Auction of Superferry gear is more of the same
Sunday, May 24th, 2009The ink isn’t even dry on the March Supreme Court decision that killed Superferry. They moved Alakai to the mainland to stem the loss, and now they’re selling off the gear at auction. And people are buying.
How about a dog kennel, an item that could let you ship your dog with you, casually and without additional charge, on a trip to the neighbor islands. What a wonderful thing that was and would have been, a huge family benefit not otherwise easily available in our times.
These items, symbolic of better times, now broken up and disbursed to the highest bidder. It's sad to see the memory of this benefit walking away at an auction. We must have been crazy to throw all these sweet opportunities away. We will all live to regret what happened.
I’m not questioning the decision of the management to sell the gear. I’m stunned by the schadenfreude, or whatever it is, that makes people come down in droves to bid at an auction that lets them walk away with trophies of a tragedy. Three hundred people showed up, and that's quite a lot.
I wouldn’t have such a trophy in my house.
It’s something like that awful scene in Zorba the Greek where the women, mourners if you will, pick through the items of the decedent, not giving a rip about the decedent, but only the items. A kind of cruel enormity – but nobody’s there to complain.
And that’s what this auction was, a cruel enormity. The message to most of us was, or should have been, that the ferry is over, really over. It’s not coming back any time soon, perhaps in our lifetimes. These items are going to a million places, far away from where they should have been, for away from their rightful place in a new and open model of inter island transportation in our island state.
I suppose it wasn’t the activists that appeared at the auction – that would have been far too ironic. No, it was probably the ordinary people looking for a bargain, the silent majority. I’m sure they were quite excited to come down and make their bids and smiling as they walked away with their prizes.

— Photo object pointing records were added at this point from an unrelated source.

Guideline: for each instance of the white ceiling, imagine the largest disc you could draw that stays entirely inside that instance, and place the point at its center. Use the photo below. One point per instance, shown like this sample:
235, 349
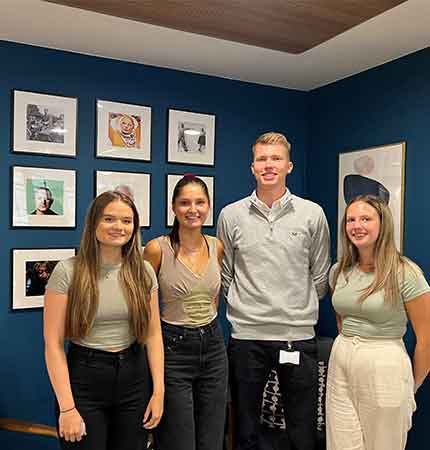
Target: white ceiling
397, 32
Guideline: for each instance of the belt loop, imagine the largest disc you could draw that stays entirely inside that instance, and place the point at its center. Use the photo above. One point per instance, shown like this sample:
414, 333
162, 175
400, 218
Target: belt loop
90, 354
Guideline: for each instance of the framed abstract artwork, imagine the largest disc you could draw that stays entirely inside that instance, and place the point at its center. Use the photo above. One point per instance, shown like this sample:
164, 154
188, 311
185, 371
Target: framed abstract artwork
378, 171
191, 138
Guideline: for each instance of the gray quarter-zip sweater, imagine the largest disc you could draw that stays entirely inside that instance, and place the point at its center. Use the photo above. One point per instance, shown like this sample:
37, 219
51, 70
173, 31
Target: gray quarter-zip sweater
275, 267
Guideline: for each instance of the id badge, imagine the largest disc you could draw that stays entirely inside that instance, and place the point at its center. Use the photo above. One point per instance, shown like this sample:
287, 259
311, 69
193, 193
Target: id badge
289, 356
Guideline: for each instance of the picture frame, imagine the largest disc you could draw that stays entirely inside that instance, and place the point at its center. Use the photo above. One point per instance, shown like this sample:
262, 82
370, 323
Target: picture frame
172, 179
44, 124
378, 171
43, 197
123, 131
31, 269
136, 185
191, 138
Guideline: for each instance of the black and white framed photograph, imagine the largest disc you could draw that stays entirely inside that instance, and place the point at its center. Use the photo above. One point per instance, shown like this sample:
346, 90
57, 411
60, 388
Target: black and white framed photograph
123, 131
44, 124
31, 269
43, 197
136, 185
171, 183
191, 138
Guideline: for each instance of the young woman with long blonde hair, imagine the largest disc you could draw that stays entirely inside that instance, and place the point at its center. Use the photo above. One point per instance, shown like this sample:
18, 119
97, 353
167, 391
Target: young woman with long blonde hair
371, 381
105, 302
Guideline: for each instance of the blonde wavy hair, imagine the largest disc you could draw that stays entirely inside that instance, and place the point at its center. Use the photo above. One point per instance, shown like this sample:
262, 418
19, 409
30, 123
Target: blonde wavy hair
83, 293
389, 263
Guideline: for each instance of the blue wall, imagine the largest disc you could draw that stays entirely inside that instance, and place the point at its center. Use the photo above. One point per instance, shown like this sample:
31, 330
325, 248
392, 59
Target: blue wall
384, 105
242, 112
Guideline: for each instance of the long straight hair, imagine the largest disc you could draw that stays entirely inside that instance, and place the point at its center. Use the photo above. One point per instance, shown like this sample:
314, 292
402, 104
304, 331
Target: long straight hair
184, 181
83, 293
389, 263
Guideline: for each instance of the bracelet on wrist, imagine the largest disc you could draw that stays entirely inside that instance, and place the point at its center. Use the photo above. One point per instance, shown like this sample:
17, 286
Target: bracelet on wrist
67, 410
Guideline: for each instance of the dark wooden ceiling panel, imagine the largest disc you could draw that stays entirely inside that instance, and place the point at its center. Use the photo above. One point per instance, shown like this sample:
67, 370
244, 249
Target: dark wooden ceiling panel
291, 26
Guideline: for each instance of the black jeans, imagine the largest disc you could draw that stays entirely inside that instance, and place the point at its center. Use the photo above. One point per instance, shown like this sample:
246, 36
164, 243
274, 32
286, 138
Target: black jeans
250, 363
195, 389
111, 391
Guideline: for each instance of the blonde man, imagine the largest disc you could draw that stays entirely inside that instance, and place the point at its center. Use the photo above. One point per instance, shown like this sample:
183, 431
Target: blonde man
274, 272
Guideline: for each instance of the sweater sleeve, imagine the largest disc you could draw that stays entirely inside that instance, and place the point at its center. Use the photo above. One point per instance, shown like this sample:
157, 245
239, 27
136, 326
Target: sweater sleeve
224, 234
320, 255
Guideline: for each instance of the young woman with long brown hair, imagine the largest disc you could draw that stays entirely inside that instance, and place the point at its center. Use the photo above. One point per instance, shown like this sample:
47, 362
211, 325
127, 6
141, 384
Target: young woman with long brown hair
187, 263
105, 302
371, 382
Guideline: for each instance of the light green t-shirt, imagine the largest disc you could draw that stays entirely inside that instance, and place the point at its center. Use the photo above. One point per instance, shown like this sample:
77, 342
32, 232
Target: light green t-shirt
373, 318
111, 329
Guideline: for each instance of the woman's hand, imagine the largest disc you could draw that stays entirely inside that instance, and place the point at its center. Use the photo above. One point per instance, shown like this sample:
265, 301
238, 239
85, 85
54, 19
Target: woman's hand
71, 426
154, 411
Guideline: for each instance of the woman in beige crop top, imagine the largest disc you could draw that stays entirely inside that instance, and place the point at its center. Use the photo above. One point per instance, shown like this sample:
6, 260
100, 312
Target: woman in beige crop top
371, 381
187, 264
105, 302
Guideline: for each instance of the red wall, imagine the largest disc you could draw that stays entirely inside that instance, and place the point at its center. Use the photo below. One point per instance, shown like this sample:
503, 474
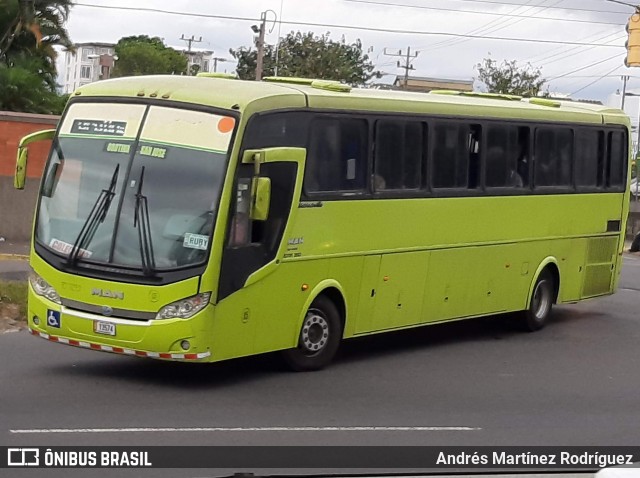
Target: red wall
13, 126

Had they only showed that kind of energy in supporting the ferry, in countervailing the activists, they might have saved the ferry. Now these bidders have carved out their place in history – they have danced at the funeral.
The bill to resurrect Superferry died too. The government did nothing to even bid this visionary prospect a fond farewell. Now, instead the vultures come to bid for its bones. The tragedy is complete - the pennies are on the eyes. It’s our tragedy, but when will we understand that.
Sadly, if we had the chance, we’d probably do it the same away again. But the likelihood is that we won’t have the chance. Aloha Nui Loa.